NEW JERSEY (CBSNewYork) -- The Ocean County Prosecutor's Office has taken dramatic steps at a New Jersey high school in an attempt to fight against a rise in teen drug abuse.

As CBS 2's Christine Sloan reported Wednesday, police and drug-sniffing dogs roamed the halls of Lacey Township High School in search of heroine, marijuana, methamphetamine and other illegal drugs possibly stashed away in lockers.

"The dogs are trained to sniff the openings of the lockers and if they get an odor of narcotics coming from lockers they give what we call a positive indication," said Sgt.
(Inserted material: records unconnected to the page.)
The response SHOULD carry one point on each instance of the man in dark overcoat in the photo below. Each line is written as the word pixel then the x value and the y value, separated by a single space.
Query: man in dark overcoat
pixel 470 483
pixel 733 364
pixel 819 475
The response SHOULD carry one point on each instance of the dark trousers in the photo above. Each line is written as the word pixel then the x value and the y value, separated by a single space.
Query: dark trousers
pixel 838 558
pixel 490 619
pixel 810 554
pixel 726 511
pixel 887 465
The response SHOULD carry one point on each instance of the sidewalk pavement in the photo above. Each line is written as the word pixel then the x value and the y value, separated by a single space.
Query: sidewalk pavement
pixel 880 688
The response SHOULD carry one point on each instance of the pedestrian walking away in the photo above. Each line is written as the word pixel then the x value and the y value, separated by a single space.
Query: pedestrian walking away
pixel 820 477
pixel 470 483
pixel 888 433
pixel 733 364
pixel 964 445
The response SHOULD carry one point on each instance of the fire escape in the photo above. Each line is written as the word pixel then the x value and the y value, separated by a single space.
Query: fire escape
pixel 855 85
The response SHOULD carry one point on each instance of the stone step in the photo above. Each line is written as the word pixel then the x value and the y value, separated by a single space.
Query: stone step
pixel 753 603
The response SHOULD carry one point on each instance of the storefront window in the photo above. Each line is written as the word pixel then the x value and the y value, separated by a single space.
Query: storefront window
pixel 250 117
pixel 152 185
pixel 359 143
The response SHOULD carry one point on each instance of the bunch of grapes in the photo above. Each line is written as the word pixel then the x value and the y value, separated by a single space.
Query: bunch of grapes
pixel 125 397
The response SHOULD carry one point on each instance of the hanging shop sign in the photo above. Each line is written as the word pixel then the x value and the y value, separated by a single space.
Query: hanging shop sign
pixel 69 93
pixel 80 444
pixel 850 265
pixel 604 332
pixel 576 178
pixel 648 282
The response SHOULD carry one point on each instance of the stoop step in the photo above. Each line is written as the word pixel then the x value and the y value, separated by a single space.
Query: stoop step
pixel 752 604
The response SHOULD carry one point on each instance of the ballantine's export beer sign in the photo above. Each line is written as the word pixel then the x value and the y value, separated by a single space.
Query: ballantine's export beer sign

James Reilly, of the Toms River Police Department.

The operation, which was a surprise to students, was set in motion due to an alarming increase of overdose deaths in the county, Sloan reported.

So far there have been 104 overdose deaths in Ocean County this year, compared to 53 in all of last year.

Most of the overdoses have been from heroine and most of the victims were in their 20s, Sloan reported.

Ocean Count Prosecutor Joseph Coronato said he's targeting schools because prescription pills and marijuana are gateway drugs to heroine, which is cheaper.

"The problem with heroine is that it is so light and so pure that it becomes deadly," Coronato said.

Many parents agree with Coronato. "I think the numbers are way too high and I have a teenager at the high school and couple more coming up and I absolutely like to see this," parent Amy Labombard said.

The prosecutor's office wouldn't comment on if any illegal drugs were found at Lacey Township.  Warrants were prepared in case the dogs got a hit at the school, but officials said their main goal was to send a message to students to stay away from drugs.